Ganz anders hingegen die Darstellung der religiösen Unruhen. Christliche Fundamentalisten, die zu Selbstmordattentätern werden und immer wieder hochrangige muslimische Religionsführer aber auch zahllose Unschuldige! mit in den Tod reißen ... Das kommt einem bekannt vor, Peter Brendts »Jihad« lässt grüßen. Doch was bei Brendt allenfalls spannend gewirkt hat, erzeugt bei Gear & Gear echte Gänsehaut.
Die meisten Attentate werden nur aus der Ferne geschildert, aus der Sicht von Fernsehzuschauern zum Beispiel. Immer wieder begleiten die Autoren aber einen der Selbstmörder auf seinem letzten Weg und erzählen die letzten Momente seines Lebens aus seiner Sicht. Wie es einem bei derartigen Gräueln, wie sie beschrieben werden, nicht kalt den Rücken runter laufen kann, werde ich wohl nie verstehen.
Der Kampf der Religionen ist es, der den größten Teil des Romans einnimmt. Insofern sind es gerade auch die in diesem Zusammenhang erzählten Szenen, die den größten Schrecken hervorrufen. Das Ehepaar Gear gibt sich auch reichlich Mühe, ein wahrhaft alptraumhaftes Szenario zu entwerfen. Mit ungeheurer Intensität schildern sie den zunehmenden Hass und die radikale Bereitschaft fanatischer Christen, in den heiligen Krieg zu ziehen, sowie die nicht minder radikalen Reaktionen verblendeter Moslems auf die Attentate. Die Gewalt eskaliert regelrecht. Schlussendlich kulminieren die furchtbaren Ereignisse in einem konsequenten Finale, das vielleicht nicht das Ende aller Tage darstellt, dennoch so einige unliebsame Überraschungen zu bieten hat.
Provokant? Und wie!
»Das Ende aller Tage« ist ein Thriller, der das Adjektiv provokant wahrhaft verdient hat. Selten war religiös verblendeter Hass (auf christlicher wie auch islamischer Seite!) derart intensiv, derart furchteinflößend beschrieben wie im neusten Spannungsroman von Gear & Gear.
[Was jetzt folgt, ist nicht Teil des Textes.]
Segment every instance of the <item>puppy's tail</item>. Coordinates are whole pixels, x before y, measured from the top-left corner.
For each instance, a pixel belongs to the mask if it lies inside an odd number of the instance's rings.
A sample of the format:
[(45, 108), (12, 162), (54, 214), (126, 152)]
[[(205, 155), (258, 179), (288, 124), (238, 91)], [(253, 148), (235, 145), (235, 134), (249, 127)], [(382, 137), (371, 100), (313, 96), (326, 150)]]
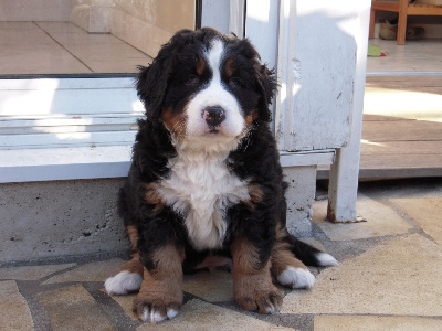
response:
[(328, 253), (320, 252), (292, 235), (287, 235), (285, 241), (290, 244), (290, 249), (296, 258), (301, 259), (307, 266), (330, 267), (339, 264)]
Keine Frage, »Das Ende aller Tage« lebt von seinem rasanten und hochdramatischen Plot und der exzellent beschriebenen angespannten Atmosphäre. Die schonungslose und ungeschminkte Darstellung dieser Elemente ist so stark, dass man über die viel zu schlicht ausfallende Zeichnung der Charaktere mühelos hinwegsieht.
Aber mal ehrlich: Wen interessieren bei diesem Buch schon die Figuren? An die erinnert man sich nach der Lektüre ohnehin kaum noch. Was hingegen im Gedächtnis bleibt, sind die eindrucksvollen und bestürzenden Schreckensszenarien, die sich infolge des Klimawandels und der religiösen Streitigkeiten ergeben.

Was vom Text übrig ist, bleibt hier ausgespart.